Ben Burtt was still a graduate student at USC when George Lucas asked him to design the sound for Star Wars. The first thing Burtt tackled were the light sabers, and he says he had in mind something almost immediately to crate that now iconic sound:
“I was a projectionist at the time at the USC cinema department. In the projection booth there was an interlock motor on the projectors that made a wonderful hum. It was a musical hum, and sounded like a light saber to me. So I recorded that sound.”
But the projector’s hum alone didn’t sound quite fierce enough to him, so he kept hunting.
“I was doing some other recording in my apartment. I had a broken microphone cable which, when I carried the mike past the television set, picked up ‘buzz’ from the TV picture tube. Just the kind of thing you normally would not want in your recording. You’d reject it. But I thought, ‘Oh, that buzz sounds dangerous.’ So I combined the buzz with the hum of the projectors.

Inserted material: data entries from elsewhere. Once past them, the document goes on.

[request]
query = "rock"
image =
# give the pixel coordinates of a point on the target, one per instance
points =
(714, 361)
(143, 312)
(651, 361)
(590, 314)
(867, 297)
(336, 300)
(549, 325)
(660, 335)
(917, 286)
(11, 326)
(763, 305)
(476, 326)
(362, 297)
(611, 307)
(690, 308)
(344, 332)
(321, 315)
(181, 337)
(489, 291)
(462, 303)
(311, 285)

The two together became the basic light saber sound.”
Ben Burtt says that he’s always listening for new sounds to use in the movies, whether he wants to or not, and that his passion for sound goes way, way back:
“As a child, I remember playing with my grandfather’s shortwave ham radio set in the blisteringly hot attic of his Ohio home during summer visits. I loved tuning between stations and listening to all the tones and beeps and whistles and static. Often I will do that today. I’ll turn on a shortwave radio, put it next to the bed, and mistune it somehow so I’m really not hearing any station directly. There’s something cosmic and enchanting about the endlessly different textures of random noises and tones—I find that it opens my mind. I find peace and excitement at the same time. So I guess that’s something that I’m always going back to.”
You can hear Ben Burtt on Studio 360 this week here, when Kurt Andersen and I talk about artists who take familiar materials and transform the way we see – and hear—the world.
I love Burtt’s description of finding peace and excitement at the same time – is there a place where you go to find both?